Mais selon Google, le groupe Sun Microsystems, du temps où il était indépendant, avait déclaré que Java serait en code ouvert, avait permis à tous les développeurs de l'utiliser et avait commencé à en publier le code-source en 2006-2007.
Plusieurs experts sollicités par l'AFP ont souligné qu'il s'agissait d'une grande victoire pour Google: le groupe "devrait mettre des confettis sur son moteur de recherche", a commenté un avocat washingtonien spécialiste des brevets, Robert Stoll.
"Il semble que Google ait encore esquivé une très grave remise en cause de l'un de ses produits, liée à la propriété intellectuelle, un coup gagnant de plus après des contentieux sur son moteur de recherche, son moteur de recherches d'images et d'autres produits", a précisé le professeur de droit Brian Love, à l'université Stanford.
"C'est pratiquement un désastre pour Oracle", a ajouté M. Love, notant que même s'il fait appel, Oracle ne pourrait rien obtenir avant plus d'un an au moins.
Les jurés ont délibéré pendant près de sept jours pour arriver à ce verdict.
Au début du mois, dans le cadre de la première partie de ce procès, ils avaient livré un verdict mitigé sur la question de savoir si Google avait empiété sur les droits d'auteur d'Oracle: ils avaient estimé que Google s'était certes rendu coupable d'infraction aux droits d'auteur, mais qu'il avait eu des raisons de penser qu'il était dans son droit.

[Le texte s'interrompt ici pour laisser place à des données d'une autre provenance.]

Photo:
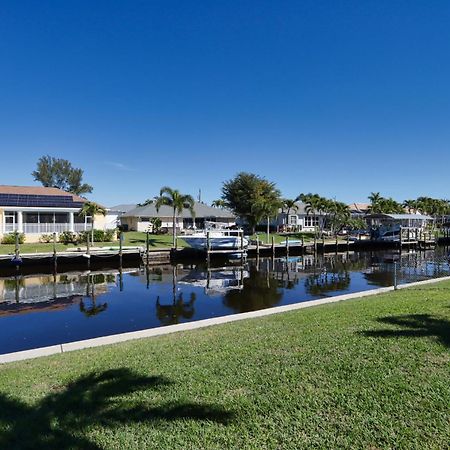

Ils n'avaient pas pu se mettre d'accord pour savoir si Google avait fait un "usage loyal" d'un partie du programme Java, qui appartient à Oracle depuis 2010.
En cas d'"usage loyal" avéré, Oracle n'aurait droit à aucun dédommagement.
Dans le cas contraire, s'agissant seulement d'une infraction sur les droits d'auteur et non de violation d'un brevet, la législation prévoit un dédommagement modeste, "qui ne suffira peut-être pas à couvrir les frais de deux jours de travail des avocats d'Oracle", selon M. Love.
Le juge William Alsup chargé du dossier a renvoyé les jurés chez eux plutôt que d'aborder dans la foulée une phase du procès qui aurait été consacrée aux dédommagements éventuels.
Google a déjà réclamé l'annulation de la partie du procès portant sur les droits d'auteur.
De son côté, le juge Alsup s'est réservé le droit de déterminer si les interfaces de programmation au centre de la première phase du procès pouvaient même être soumises à droits d'auteur. Il pourrait trancher cette question dès la semaine prochaine.
Ce procès a été extrêmement suivi dans la Silicon Valley, où le recours à la législation sur les droits d'auteur pour des interfaces de programmation était jugé inhabituel.
"Les deux parties ont gaspillé d'énormes ressources qui auraient pu être consacrées à l'innovation. C'est un triste message sur le point où on en est arrivé dans les poursuites liées à la propriété intellectuelle", a regretté Julie Samuels, de l'association Electronic Frontier Foundation.